The Narrative of
John Smith
EDITED AND WITH AN INTRODUCTION BY
JON LELLENBERG, DANIEL STASHOWER
AND RACHEL FOSS
THE BRITISH LIBRARY
THE EDITORS
JON LELLENBERG, US agent for the Conan Doyle Estate Ltd, is the editor of The Quest for Sir Arthur Conan Doyle (1995) and co-editor of the award-winning BBC Radio 4 Book of the Week Arthur Conan Doyle: A Life in Letters (2007).
DANIEL STASHOWER is a two-time Edgar Award-winning author whose books include Teller of Tales: The Life of Sir Arthur Conan Doyle (1999); The Beautiful Cigar Girl (2006) and (as co-editor with Jon Lellenberg) Arthur Conan Doyle: A Life in Letters (2007).
RACHEL FOSS is Lead Curator of Modern Literary Manuscripts at The British Library.
ACKNOWLEDGEMENTS
The Editors wish to thank, for their assistance, Catherine Cooke, Alison Corbett, Susan E. Dahlinger, Michael Dirda, Richard Fairman, Dr Robert S. Katz, Randall Stock and Peter Wood.
CONTENTS
INTRODUCTION
The Narrative of John Smith
NOTE ON THE MANUSCRIPT
Copyright
INTRODUCTION
IN AN ARTICLE called ‘My First Book,’ published in The Idler in January 1893, Arthur Conan Doyle, recounting his struggles as an aspiring young author, referred to an early manuscript which was lost in the post on its way to the publishers. With mock dramatic flourish, he wrote:
Alas for the dreadful thing that happened! The publishers never received it, the Post Office sent countless blue forms to say that they knew nothing about it, and from that day to this no word has ever been heard of it.

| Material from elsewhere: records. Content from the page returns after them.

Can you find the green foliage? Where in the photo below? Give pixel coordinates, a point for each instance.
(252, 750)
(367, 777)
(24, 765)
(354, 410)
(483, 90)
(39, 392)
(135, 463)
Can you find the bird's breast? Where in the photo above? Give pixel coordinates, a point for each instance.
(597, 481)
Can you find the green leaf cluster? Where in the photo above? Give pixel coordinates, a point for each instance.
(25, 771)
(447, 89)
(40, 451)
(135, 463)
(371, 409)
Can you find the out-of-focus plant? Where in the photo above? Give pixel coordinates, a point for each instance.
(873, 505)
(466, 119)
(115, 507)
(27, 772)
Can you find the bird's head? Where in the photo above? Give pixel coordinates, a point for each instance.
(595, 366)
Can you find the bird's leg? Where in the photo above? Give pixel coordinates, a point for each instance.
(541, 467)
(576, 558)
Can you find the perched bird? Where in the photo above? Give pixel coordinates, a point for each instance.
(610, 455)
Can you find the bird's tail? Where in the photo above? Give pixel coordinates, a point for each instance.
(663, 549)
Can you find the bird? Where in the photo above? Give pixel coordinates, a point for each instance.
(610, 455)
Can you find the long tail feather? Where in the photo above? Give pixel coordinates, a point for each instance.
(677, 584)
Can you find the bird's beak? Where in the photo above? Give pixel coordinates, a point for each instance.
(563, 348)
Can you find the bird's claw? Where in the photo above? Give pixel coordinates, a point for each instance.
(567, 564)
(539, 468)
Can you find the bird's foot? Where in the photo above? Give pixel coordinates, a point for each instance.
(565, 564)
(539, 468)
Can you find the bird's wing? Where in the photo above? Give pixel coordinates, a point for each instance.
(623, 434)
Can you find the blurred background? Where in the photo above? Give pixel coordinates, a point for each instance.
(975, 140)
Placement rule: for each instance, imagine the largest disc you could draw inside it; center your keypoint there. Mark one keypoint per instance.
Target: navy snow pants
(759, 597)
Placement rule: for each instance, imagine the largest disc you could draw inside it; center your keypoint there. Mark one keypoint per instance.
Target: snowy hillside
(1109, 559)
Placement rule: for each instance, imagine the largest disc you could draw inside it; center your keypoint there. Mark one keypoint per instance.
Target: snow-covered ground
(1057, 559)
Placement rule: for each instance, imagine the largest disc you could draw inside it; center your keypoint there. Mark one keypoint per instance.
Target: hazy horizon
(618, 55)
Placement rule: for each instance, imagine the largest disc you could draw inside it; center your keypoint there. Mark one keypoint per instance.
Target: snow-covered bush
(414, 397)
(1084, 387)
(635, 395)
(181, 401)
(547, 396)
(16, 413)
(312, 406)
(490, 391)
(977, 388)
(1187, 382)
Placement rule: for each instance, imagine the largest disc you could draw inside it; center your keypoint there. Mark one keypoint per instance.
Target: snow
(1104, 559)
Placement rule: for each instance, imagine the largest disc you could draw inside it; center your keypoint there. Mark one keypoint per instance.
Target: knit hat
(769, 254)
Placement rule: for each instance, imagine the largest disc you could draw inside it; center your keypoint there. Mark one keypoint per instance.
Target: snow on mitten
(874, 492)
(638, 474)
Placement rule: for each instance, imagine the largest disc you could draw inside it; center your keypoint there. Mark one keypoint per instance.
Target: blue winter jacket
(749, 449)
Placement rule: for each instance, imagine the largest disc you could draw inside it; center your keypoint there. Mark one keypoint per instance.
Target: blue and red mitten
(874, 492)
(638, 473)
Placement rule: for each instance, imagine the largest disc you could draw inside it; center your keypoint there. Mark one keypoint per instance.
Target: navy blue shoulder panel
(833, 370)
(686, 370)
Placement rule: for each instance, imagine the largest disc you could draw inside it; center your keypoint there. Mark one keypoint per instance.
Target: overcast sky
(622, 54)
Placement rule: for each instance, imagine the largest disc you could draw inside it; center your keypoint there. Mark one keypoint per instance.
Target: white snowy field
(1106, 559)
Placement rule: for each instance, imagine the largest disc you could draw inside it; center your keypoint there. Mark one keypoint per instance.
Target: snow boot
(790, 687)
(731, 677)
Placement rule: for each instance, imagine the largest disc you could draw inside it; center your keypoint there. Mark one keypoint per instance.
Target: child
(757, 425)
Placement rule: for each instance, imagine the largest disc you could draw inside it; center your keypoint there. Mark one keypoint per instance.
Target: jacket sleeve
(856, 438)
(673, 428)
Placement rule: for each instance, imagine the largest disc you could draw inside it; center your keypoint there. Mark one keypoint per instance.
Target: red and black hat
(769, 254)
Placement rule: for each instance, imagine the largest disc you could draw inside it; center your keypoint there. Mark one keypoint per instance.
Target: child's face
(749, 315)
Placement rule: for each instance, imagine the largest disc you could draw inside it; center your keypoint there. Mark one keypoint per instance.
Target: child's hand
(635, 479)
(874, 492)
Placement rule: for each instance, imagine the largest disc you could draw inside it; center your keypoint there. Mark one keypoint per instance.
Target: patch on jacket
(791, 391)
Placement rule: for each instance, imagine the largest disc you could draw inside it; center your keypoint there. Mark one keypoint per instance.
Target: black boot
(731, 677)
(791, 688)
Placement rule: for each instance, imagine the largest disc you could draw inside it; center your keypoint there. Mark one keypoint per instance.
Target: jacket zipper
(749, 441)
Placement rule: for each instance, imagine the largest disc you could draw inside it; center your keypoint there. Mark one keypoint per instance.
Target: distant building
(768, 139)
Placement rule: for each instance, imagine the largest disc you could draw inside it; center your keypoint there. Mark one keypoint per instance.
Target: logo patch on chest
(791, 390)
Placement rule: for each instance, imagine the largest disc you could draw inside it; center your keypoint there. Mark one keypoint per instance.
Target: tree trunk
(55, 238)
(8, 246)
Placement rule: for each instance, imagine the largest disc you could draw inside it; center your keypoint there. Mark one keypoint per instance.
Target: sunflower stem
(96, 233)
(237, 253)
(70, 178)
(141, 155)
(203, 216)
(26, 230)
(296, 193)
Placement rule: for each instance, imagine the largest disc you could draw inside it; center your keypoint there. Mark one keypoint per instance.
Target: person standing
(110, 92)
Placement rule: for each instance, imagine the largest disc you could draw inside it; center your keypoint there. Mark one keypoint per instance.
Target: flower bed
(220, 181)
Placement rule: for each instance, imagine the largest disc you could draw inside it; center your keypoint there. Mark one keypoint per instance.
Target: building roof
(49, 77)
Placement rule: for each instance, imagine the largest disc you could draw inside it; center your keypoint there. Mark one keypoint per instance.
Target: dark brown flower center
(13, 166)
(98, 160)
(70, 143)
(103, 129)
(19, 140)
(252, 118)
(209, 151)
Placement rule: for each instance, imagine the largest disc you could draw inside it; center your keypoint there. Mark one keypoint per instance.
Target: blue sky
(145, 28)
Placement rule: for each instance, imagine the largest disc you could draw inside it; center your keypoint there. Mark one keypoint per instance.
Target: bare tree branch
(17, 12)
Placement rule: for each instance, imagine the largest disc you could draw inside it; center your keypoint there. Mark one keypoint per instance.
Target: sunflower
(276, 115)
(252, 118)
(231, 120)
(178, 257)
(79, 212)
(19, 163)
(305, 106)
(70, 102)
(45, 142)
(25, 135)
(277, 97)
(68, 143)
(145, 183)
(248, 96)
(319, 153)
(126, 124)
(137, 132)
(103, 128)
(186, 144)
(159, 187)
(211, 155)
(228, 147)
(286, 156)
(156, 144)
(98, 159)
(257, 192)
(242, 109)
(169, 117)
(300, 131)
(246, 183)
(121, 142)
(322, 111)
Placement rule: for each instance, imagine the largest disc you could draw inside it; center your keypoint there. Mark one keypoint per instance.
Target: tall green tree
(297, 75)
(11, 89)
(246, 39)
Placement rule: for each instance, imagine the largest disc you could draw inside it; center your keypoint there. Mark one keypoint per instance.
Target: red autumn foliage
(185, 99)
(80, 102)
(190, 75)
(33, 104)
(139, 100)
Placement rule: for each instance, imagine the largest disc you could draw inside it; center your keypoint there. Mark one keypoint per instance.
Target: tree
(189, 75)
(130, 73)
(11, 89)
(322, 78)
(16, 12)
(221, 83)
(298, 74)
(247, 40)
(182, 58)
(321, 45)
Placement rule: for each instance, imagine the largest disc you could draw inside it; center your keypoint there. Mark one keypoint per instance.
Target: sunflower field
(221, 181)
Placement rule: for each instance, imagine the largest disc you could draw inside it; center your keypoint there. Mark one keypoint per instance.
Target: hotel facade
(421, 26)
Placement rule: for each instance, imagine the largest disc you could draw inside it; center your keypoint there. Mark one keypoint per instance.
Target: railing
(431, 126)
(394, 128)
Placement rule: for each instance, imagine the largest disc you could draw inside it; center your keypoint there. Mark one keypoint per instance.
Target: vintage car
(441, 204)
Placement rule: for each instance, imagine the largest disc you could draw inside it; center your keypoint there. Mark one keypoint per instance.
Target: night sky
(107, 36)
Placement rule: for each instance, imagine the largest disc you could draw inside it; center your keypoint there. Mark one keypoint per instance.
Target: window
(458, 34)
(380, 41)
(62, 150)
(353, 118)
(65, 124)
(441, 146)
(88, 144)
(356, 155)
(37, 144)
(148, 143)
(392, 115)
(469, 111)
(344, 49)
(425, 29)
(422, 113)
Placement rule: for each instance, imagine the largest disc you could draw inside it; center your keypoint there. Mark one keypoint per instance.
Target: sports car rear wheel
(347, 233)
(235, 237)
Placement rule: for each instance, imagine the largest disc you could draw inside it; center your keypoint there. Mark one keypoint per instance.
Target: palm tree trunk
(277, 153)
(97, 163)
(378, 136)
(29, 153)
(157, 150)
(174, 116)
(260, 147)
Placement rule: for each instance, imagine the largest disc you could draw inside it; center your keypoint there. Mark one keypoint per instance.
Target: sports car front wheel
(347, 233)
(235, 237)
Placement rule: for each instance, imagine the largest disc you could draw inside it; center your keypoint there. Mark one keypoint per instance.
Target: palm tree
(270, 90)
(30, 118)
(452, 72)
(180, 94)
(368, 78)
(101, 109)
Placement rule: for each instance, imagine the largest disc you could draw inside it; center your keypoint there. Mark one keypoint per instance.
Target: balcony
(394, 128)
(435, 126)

This work was The Narrative of John Smith, a novel with a ‘personal–social–political complexion’ that Conan Doyle undertook during his early years in Southsea, a suburb of Portsmouth, as he attempted to establish himself both as a doctor and as a writer. In June 1881, after five years of study, he had attained his Bachelor of Medicine (MB) and Master of Surgery (CM) from the University of Edinburgh. One year later, after the second of two stints as a ship’s surgeon and a short-lived venture as a partner in the Plymouth practice of George Budd, a fellow Edinburgh medical graduate, Conan Doyle arrived in Southsea and rented a house at number 1 Bush Villas, intent on finally making a successful independent start in his chosen profession. ‘I took the most central house I could find,’ he told a family friend, ‘determined to make a spoon or spoil a horn,1 and got three pounds worth of furniture for the Consulting Room, a bed, a tin of corned beef and two enormous brass plates with my name on it.’2
In spite of his qualifications, energy and experience, he faced a considerable challenge. He was acquainted with neither the city nor any of its residents, and had practically no money to cover day-to-day expenses while building up his practice. Family circumstances only increased the pressure. His father, Charles Doyle, after suffering failing health and alcoholism for many years, had been admitted to a ‘health resort,’ as Conan Doyle described it, straining the family’s already precarious finances. As the adult son, Conan Doyle was now ‘practically the head of a large struggling family,’ and deeply conscious of this responsibility. ‘Perhaps it was good for me that the times were hard,’ he wrote, ‘for I was wild, full-blooded, and a trifle reckless, but the situation called for energy and application so that one was bound to try to meet it. My mother had been so splendid that we could not fail her.’3 Two of his sisters had taken positions as governesses in Portugal, sending their pay home, and Conan Doyle was also eager to contribute to the family’s welfare, sending for his ten-year-old brother Innes and assuming responsibility for him. Conan Doyle’s letters home meticulously detail his efforts and successes on this score, frequently itemising the particulars of his bills and other outgoing expenses as well as income gained from medicine and writing. These letters paint an evocative picture of how precarious a business it was for him to keep afloat.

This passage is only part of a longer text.